If you find yourself constantly exhausted but also unable to sleep, get to your doctor ASAP. Chronic insomnia may be caused by several different factors, an expert should diagnose each of which.

20) You’re too hard on yourself

We all make mistakes; there’s no such thing as a perfect human. Treating yourself with compassion and understanding will help you feel less anxious about your mistakes, leading to a decrease in stress.

21) You smoke cigarettes

Nicotine is one of the most addictive substances available and can lead to numerous detrimental health effects – one of which is increased stress. If you’re a smoker, we recommend switching to e-cigs as soon as possible.

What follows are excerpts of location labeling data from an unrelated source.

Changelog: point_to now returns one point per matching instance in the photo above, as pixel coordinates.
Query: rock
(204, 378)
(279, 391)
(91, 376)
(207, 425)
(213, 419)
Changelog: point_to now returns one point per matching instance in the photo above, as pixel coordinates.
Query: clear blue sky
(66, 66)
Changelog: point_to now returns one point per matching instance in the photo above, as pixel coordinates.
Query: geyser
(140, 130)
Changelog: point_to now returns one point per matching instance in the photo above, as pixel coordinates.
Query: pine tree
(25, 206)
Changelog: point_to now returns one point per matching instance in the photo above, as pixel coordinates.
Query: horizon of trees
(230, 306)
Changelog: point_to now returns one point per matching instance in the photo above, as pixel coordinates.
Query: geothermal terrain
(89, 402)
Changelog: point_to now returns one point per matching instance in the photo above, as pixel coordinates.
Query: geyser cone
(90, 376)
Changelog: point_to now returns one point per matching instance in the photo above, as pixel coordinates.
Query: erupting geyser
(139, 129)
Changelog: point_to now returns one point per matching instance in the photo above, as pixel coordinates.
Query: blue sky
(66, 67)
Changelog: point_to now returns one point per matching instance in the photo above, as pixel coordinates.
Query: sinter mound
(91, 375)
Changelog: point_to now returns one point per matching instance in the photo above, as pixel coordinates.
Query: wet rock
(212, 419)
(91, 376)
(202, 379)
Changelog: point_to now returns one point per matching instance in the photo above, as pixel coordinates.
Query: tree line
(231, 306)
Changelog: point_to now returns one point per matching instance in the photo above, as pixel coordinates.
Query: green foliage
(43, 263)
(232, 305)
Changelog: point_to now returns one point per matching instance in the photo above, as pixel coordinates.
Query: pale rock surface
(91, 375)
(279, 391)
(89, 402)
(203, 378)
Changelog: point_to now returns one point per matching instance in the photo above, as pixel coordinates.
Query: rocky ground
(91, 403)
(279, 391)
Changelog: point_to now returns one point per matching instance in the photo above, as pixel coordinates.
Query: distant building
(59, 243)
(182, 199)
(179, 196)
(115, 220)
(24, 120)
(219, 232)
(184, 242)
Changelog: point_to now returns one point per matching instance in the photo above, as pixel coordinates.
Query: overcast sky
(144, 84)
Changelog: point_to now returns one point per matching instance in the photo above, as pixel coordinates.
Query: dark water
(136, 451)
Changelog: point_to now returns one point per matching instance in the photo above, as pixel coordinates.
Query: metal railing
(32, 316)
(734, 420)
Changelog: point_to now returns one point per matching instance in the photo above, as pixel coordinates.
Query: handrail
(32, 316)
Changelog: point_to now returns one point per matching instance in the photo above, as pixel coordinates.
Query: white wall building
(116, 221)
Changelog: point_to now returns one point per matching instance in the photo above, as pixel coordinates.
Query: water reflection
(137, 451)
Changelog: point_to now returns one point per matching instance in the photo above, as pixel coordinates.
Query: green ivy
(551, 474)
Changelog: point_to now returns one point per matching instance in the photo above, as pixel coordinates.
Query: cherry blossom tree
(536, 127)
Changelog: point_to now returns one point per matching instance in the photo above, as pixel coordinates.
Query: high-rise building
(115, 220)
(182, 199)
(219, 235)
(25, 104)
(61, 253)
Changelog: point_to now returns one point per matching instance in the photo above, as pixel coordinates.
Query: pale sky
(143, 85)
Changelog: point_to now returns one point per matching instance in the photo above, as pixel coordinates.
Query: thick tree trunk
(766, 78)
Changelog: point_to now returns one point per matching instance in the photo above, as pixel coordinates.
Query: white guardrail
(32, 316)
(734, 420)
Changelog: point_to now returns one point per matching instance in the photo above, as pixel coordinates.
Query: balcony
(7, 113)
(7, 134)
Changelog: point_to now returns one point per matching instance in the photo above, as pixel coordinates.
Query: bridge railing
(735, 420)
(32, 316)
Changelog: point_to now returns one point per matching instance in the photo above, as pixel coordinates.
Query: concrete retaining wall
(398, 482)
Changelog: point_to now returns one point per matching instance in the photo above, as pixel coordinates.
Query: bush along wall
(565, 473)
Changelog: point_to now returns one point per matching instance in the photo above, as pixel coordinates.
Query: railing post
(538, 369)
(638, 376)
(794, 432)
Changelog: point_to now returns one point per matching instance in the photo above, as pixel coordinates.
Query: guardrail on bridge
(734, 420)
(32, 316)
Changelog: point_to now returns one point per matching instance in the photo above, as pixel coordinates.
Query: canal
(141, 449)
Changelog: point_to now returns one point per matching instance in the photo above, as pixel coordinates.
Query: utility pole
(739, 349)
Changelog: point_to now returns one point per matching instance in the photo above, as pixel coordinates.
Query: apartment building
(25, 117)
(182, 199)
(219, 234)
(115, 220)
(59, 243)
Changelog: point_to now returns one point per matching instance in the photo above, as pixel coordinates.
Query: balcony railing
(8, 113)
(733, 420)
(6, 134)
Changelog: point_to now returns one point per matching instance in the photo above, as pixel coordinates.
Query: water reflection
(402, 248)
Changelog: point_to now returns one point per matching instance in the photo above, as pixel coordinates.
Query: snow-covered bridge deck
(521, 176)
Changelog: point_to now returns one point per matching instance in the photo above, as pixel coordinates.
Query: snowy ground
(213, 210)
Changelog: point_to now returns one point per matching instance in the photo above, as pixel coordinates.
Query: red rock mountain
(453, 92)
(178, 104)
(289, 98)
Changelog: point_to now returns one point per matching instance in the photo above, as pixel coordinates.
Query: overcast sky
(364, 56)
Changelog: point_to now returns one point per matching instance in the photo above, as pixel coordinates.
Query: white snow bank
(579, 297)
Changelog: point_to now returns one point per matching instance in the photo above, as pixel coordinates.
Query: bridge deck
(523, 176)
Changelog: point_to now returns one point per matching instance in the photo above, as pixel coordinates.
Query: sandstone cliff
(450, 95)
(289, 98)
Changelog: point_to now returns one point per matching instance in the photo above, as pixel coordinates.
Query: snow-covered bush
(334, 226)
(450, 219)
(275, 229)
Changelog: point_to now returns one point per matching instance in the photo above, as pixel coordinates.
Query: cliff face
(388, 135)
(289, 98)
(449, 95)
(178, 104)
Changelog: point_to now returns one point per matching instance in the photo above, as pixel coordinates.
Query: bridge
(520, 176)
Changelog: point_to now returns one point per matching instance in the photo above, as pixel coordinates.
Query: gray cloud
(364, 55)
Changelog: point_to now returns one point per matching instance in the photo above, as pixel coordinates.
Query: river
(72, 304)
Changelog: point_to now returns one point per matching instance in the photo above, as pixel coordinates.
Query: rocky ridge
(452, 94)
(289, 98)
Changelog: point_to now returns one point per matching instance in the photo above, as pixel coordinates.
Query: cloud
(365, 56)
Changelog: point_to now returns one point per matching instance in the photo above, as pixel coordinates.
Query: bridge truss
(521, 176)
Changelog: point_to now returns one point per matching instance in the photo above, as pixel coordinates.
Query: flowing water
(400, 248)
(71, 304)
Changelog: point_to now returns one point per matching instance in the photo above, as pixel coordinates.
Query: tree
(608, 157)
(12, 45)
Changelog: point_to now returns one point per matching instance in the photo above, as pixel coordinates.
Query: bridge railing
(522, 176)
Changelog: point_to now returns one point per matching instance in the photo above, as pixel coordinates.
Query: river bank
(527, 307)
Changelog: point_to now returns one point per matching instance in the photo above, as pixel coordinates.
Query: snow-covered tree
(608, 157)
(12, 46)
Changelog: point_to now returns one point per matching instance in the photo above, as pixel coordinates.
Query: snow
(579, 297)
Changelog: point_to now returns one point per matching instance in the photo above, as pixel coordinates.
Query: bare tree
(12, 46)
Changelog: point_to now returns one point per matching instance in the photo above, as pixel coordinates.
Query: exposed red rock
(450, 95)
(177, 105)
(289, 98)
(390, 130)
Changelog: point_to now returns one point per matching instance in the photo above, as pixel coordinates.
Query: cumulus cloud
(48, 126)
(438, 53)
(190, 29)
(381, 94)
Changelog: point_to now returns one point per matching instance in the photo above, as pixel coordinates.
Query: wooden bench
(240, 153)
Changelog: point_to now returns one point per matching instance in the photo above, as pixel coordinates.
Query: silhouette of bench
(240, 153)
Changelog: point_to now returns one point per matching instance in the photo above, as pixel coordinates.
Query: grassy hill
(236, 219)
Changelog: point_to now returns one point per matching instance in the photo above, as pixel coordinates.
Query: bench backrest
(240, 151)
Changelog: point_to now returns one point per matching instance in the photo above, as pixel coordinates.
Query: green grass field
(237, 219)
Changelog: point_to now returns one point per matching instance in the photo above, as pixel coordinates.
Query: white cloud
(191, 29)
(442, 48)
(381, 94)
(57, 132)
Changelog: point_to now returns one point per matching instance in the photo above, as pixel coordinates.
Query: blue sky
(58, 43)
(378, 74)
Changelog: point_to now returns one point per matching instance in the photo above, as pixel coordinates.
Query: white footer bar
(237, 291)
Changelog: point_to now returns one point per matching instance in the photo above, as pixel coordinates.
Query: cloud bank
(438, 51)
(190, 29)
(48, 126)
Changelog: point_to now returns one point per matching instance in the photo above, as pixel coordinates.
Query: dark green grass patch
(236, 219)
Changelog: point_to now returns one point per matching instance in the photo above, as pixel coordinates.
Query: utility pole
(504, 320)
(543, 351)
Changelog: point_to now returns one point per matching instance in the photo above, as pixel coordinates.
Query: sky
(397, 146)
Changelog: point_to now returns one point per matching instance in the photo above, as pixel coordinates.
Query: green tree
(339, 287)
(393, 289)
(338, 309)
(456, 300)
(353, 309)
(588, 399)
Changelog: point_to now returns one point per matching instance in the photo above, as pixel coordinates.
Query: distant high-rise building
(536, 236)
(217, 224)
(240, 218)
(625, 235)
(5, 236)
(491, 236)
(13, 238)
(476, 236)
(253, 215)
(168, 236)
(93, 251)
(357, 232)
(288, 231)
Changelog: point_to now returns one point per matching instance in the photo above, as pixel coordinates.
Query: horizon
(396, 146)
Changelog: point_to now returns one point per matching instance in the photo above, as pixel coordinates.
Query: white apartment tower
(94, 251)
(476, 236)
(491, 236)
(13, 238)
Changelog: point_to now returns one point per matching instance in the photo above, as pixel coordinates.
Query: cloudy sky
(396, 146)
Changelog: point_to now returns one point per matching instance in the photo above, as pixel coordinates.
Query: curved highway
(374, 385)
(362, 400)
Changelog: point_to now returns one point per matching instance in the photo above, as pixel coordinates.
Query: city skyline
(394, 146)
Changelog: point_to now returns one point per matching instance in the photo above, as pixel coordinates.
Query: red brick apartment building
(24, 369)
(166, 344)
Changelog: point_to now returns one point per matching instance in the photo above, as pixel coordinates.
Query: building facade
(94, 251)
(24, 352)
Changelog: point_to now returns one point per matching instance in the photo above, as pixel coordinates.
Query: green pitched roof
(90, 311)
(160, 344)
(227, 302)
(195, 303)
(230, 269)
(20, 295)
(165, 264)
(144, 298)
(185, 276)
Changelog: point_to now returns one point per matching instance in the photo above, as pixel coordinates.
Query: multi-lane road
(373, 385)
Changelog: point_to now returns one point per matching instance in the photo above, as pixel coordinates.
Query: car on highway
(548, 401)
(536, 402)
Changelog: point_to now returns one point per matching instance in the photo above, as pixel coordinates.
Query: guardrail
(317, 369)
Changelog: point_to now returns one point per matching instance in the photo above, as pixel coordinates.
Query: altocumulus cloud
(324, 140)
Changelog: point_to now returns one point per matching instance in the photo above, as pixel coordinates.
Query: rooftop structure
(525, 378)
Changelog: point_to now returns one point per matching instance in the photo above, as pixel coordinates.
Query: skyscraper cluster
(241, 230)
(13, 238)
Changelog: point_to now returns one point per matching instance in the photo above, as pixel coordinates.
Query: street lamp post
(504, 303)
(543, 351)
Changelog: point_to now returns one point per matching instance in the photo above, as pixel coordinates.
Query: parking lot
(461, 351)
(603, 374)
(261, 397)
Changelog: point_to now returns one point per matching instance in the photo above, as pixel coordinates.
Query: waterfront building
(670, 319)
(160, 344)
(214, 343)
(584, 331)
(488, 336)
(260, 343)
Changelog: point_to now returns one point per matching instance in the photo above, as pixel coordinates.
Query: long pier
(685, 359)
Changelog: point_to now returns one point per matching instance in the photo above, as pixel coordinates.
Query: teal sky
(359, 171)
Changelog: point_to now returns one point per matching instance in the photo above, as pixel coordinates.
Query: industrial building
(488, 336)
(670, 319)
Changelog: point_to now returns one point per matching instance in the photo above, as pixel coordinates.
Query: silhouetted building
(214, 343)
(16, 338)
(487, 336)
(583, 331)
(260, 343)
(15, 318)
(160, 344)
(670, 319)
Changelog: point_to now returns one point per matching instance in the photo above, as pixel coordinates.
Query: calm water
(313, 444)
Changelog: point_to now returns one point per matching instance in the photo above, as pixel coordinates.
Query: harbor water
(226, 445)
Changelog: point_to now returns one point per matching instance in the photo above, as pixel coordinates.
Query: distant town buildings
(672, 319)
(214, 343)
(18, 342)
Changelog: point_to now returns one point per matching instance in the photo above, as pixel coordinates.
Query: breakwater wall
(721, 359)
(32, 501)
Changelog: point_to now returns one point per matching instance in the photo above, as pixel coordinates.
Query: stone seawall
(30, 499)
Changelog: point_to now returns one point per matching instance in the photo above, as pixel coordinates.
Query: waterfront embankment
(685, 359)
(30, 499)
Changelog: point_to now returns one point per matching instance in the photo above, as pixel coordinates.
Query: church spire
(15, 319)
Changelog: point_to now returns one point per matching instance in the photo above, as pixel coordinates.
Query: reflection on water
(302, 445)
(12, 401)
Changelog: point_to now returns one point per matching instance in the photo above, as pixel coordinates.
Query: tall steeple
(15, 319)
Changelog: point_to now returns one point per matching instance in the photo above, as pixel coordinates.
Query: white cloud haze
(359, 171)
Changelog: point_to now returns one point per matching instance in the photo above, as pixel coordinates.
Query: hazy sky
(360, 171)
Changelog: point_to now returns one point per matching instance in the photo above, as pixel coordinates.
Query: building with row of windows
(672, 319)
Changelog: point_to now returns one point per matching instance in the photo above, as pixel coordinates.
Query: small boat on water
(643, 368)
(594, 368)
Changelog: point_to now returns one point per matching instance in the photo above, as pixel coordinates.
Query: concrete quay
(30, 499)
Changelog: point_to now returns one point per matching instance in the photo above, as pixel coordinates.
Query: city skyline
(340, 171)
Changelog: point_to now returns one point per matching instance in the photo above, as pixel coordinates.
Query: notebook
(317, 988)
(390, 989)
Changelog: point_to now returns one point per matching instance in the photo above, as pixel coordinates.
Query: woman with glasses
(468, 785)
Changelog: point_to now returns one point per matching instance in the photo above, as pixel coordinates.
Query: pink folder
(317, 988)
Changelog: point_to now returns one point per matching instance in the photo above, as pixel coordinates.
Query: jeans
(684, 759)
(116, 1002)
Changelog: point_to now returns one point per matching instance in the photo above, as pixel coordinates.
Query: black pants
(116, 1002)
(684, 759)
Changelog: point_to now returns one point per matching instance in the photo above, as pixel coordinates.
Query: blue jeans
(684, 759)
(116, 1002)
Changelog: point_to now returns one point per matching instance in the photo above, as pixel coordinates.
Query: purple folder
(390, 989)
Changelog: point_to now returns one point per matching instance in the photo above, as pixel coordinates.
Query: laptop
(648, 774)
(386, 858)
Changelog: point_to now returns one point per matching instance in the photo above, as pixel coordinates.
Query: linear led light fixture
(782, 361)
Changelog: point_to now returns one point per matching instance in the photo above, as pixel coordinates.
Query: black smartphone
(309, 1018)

22) You drink too much coffee

Although that morning cup of Joe can provide mental clarity and boost productivity if you reach for the red mug more often than not, it might be time to switch to green tea. Caffeine can lead to anxiety, sleep issues, and depression – all of which are contributors to stress.

23) You’re always in a rush

Being late is one thing, but when you find yourself constantly rushing around it may be time for a change. Slow down! Cultivating an awareness of the present moment will help you save time in the long run.

24) You eat too much junk food

Although it tastes delicious, all of that greasy takeout adds up. Junk food has been linked to lower cognitive function and memory loss, both of which are contributors to stress. One way to avoid these negative effects is by incorporating more fruit into our diets!

25) You have poor posture

Slouching is bad for the body, but also the mind. Improper spinal alignment causes increased cortisol levels which can dramatically increase stress. If you find yourself constantly hunched over, we recommend spending some time every day practicing good posture.

26) You always put others before yourself

Although it’s noble to put others before yourself, doing so every day will only lead to increased stress. It’s important to take some time for yourself each day, even if it’s just five minutes.

27) You’re not having enough fun

All work and no play make Jack a dull boy. Make sure you set aside time for fun and relaxation each day to avoid stress.

The Bottom-Line

This is for our list of the most common contributors to stress. As you can see, there are many ways in which we contribute to our own stress levels on a daily basis – quite often without even realizing it! Do you recognize yourself in any of these behaviors? If so, don’t hesitate to make the necessary changes. Remember, it’s never too late to start doing what you love!